Choosing Your Next Midwest Public Land Deer Hunting Trip
If you own a chunk of hunting land, you’re certainly a lucky individual. But if you don’t find yourself in that camp, all’s not lost. There are a lot of public lands you can explore for deer hunting, and there’s really no better place to do it than the Midwest. The climate, habitat, and food resources are all perfect for producing a heck of a lot of deer, and some very nice quality ones too. So if you’re interested in a public land deer hunting trip this season, here are some of the best locations in the Midwest states.
Types of Public Hunting LandFirst, get over the belief that you aren’t a “landowner” – there are all kinds of public hunting lands at your disposal because you pay taxes for them. Federal public areas often include: Bureau of Land Management (BLM) lands, U.S. Army Corps of Engineers (USACE) lands, U.S. Forest Service (USFS) national forests, and national wildlife refuges. State-managed lands include: wildlife management areas (WMAs), waterfowl production areas (WPAs), wildlife areas, state parks, and state forests. County-managed lands often include tax-forfeit properties or industrially managed rural lands, which are open to the public in many areas. If you’re headed across the country for an out of state hunt, you won’t necessarily be paying for those specific lands, but they’re still open to non-residents with a hunting license. The biggest thing is to make sure you study the hunting regulations for whatever specific parcel you decide to hunt, as there may be specific rules to abide by.
5 Best Public Land Deer Hunting StatesAs mentioned earlier, the Midwest has a lot going for it for producing quality deer. Midwest white-tailed deer are often heavy-bodied and heavy-antlered due to a lot of available food and cover, and populations are generally pretty good. Disease outbreaks (CWD and EHD) are becoming more prevalent, but herds seem to still be holding on in these states. Here are 5 public land deer hunting states for you to consider.
Iowa – the corn state is one of the most sought-after states for hunting mature bucks, because the trophy potential is huge. The state boasts tons of record-book whitetails, and the deer herd is pretty good, apart from some localized break-outs of EHD lately. As far as public land deer hunting goes, there are lots of WMAs and state forests that you can hunt. The downside to this state is that the chance of drawing a hunting tag can be tough and the associated price tag can be several hundred dollars.
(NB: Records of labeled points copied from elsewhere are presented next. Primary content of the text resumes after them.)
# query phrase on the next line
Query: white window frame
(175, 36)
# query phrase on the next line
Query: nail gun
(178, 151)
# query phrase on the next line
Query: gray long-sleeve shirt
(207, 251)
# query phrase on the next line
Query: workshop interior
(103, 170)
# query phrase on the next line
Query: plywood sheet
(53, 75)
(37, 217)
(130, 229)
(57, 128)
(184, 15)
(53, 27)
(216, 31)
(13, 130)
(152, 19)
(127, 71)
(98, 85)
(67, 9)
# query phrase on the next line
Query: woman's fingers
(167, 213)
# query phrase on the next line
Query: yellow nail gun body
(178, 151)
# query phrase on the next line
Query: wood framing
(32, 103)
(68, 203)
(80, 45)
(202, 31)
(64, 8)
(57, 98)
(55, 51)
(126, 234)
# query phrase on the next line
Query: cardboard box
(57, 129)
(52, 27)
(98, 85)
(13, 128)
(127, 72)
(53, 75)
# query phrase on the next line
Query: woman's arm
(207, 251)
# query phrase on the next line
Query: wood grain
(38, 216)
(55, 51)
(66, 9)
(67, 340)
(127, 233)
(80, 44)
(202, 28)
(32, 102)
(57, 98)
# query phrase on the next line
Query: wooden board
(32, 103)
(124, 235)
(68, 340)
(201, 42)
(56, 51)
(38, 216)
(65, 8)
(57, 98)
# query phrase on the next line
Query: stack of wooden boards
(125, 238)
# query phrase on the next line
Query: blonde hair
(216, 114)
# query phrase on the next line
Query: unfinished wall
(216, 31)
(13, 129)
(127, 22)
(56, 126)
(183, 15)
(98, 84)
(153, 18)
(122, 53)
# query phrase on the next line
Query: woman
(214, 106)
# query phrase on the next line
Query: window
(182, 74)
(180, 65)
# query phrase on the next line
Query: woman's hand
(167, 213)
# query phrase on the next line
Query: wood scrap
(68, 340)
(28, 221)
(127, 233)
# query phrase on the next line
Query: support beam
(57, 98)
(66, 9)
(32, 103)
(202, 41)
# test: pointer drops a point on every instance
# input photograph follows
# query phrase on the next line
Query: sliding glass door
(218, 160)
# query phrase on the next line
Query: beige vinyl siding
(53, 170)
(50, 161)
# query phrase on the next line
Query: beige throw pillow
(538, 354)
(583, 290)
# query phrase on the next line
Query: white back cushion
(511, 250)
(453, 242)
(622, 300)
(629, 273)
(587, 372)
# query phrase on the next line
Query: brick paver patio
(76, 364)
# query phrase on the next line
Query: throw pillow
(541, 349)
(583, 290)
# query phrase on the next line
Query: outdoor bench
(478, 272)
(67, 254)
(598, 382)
Missouri – right below Iowa is another great public land deer hunting hot spot. Generally, the northern fringe of the state offers better deer hunting, and the state has several Boone and Crockett and Pope and Young records to its name. Public lands are more numerous here, with ample federal properties (USFS and USACE) and state-managed lands too.
Kansas – while the secret’s out about the deer hunting in Kansas, you still have a good chance of harvesting a mature buck there. This state is known for growing some big prairie deer and the Boone and Crocket ad Pope and Young records back that up. There is a fair amount of federal and state hunting land, but they also have a Walk in Hunting Access program, where private landowners open their land to public hunting. The downside is that many non-resident hunters apply and the whole license and tag can set you back over $500.Wisconsin – you can’t talk about the Midwest and not recognize Wisconsin as a great public land deer hunting opportunity. The record books are full of entries from Wisconsin, and so the potential is definitely there. But the real advantages to deer hunting in Wisconsin is that nonresident tags are super cheap (under $200) and the public lands abound. Name a type of public land, and Wisconsin probably has a ton of it: national forests, state forests, county forests, wildlife areas, industrially-managed forest lands, etc. Ohio – the buckeye state is quickly being recognized as a phenomenal deer hunting state. The terrain, habitat, and food sources all combine to create some incredibly big deer. The best part is that the public land deer hunting opportunities abound, with numerous national forests, state forests, state parks, and wildlife areas. The price of the over the counter license isn’t too bad to stomach either.